Here Boy, Dr. Barker's loyal dog (crudely carved, but I like him), guards his owner's quilt and bedroll and other belongings while the doctor sells his wares.

Hmm, that looks suspiciously like a pistol right behind Here Boy. The good Dr. Barker has had the unhappy experience of being run out of town, and doesn't rely only on his trusty guard dog, apparently.

His money box and leather hat rest on a trunk. (I made the hat in a Sylvia Roundtree workshop.)
A crate holds his cooking utensils. They are inexpensive metal and Chrysnbon pieces, given a battered, smoked-up look with chalks and paint, as was the originally-bright-red Christmas ornament lantern. That's a hot pad beside the coffee pot.
His funnel and various bottles of additives are to the right of his little lock box, which contains more of the secret ingredients that he adds to the firewater.

Food supplies are on the back shelves.
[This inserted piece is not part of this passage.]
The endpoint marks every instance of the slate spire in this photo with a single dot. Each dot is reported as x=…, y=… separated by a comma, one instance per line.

Empty liniment bottles (made from clear Christmas tree lights) protrude from a burlap bag just behind his mixing items.
Before he goes into town Dr. Barker unrolls the cover so that only a crate of filled bottles is visible on the ledge when he touts his cures.

The wooden barrel and bucket came with the wagon. I just doctored them up a little to look a bit more realistic.
Our good salesman puts the filled bottles in the Fels-Naptha Soap box when he's ready to head into the next town to sell Dr. Barker's Liniment, Good for Man or Beast!
,,,,,,,,,,,,,,,,,,,,,,,,,,,,,,,,,,,,,,,,,,,,,,,,,,,,,,,,,,,,,,,,,,,,,,,
That wagon was fun to do.
Our wagons were exhibited at the County Fair in Las Cruces, NM.